Determining Reference Intervals and Clinical Decision Limits

Clinical Reference Standards
Share this post

This article is part of the NiaHealth Research Process series.

Reference Intervals (RIs)

A reference interval (RI) provides an indication of where a test results falls in comparison to a reference population. RIs may also be referred to as 'reference ranges', although the term RI is more accurate as a 'range' is the difference between the top and bottom boundaries of an interval, whereas an 'interval' describes the boundaries themselves (e.g. if the RI for serum sodium is 133-145 mmol/L, the range would be 12 mmol/L [145-133=12]) (Haeckel et al., 2020). RIs were also historically referred to as 'normal ranges' although use of this term is now formally discouraged by the International Federation of Clinical Chemistry (Ozarda et al., 2018). Population-based RIs are not necessarily 'normal' or optimal in terms of health (e.g. the majority of North American adults have a BMI >25 kg/m², although the risk of adverse health outcomes is lowest for a BMI between 18.5 and 25 kg/m²). Additionally, being classified as 'abnormal' has the potential to cause unnecessary emotional distress (Timbrell, 2024).

In clinical biochemistry, RIs are typically determined by testing at least 120 healthy individuals in a given age group, gender, and ethnicity. The central 95% of values (approximately 2 standard deviations on either side of the mean) is usually adopted as the RI (Doles et al., 2025).
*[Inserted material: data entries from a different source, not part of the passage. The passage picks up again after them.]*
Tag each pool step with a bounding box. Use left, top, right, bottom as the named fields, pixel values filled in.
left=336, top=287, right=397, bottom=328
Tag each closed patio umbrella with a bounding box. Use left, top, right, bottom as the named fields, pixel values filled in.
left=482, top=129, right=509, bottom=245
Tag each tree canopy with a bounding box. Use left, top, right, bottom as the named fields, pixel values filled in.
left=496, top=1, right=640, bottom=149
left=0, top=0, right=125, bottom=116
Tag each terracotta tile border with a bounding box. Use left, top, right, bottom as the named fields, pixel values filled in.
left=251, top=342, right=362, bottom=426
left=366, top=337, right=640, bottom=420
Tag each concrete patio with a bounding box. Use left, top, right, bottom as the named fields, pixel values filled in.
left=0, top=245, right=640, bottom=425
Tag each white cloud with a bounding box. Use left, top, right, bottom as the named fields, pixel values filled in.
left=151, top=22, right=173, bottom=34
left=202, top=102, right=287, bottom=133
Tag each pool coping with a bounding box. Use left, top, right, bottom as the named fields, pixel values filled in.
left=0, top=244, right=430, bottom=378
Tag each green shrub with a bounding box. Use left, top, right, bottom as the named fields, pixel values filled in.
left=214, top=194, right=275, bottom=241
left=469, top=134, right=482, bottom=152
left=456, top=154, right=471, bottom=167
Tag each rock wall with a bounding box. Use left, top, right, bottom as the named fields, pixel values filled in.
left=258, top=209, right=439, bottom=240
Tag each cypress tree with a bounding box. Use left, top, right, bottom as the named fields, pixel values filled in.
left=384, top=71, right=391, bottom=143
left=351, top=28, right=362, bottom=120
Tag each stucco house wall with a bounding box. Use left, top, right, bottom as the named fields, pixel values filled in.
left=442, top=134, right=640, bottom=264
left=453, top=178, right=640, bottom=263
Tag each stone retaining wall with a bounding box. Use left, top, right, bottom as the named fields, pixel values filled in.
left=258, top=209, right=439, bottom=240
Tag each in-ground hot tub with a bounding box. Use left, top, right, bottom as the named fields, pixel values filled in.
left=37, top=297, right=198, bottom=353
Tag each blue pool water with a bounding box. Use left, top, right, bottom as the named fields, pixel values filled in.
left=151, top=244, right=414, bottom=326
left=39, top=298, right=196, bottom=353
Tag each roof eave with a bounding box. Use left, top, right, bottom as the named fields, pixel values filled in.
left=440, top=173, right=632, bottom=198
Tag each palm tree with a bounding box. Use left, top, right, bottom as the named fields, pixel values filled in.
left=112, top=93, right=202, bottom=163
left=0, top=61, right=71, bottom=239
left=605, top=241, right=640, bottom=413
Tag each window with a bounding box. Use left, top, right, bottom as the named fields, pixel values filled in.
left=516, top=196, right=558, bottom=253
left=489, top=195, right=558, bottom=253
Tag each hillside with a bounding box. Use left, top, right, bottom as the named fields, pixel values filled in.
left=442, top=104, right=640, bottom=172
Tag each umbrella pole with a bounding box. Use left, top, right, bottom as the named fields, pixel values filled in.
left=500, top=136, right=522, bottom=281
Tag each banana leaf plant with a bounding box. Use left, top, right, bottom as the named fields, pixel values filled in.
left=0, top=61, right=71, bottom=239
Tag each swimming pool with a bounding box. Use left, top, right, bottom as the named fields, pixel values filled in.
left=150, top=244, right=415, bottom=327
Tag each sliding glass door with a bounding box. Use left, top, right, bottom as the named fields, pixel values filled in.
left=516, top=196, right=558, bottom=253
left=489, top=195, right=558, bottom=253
There is no underlying evidence that the central 95% is the best interval to use, and in some cases, particularly where the prevalence of the disease or risk factor detected by a test is low, a wider RI (e.g. central 99% of values) is adopted. It has been recommended that laboratories engaged in wellness testing have wider reference intervals (i.e. central 99% versus 95%) than hospital laboratories given that they are predominantly testing healthy individuals and are therefore more prone to false-positive results (El-Khoury et al., 2024).

For non-laboratory metrics (such as measures of body composition), reference standards or normative ranges are typically determined by testing a population sample (no guidance exists in terms of sample size) in a given age group, gender and ethnicity; results are typically presented as percentiles. While the boundaries of RIs varies in these situations (there is no specific guidance as with laboratory tests), having a RI that encompasses the central 95% of values is not uncommon. In some cases, such as bone mineral density, results are reported as Z-scores (i.e. how far the result is from the mean of the reference population, in terms of standard deviation), although this format is unfamiliar to many clinicians and patients and may lead to difficulties with interpretation.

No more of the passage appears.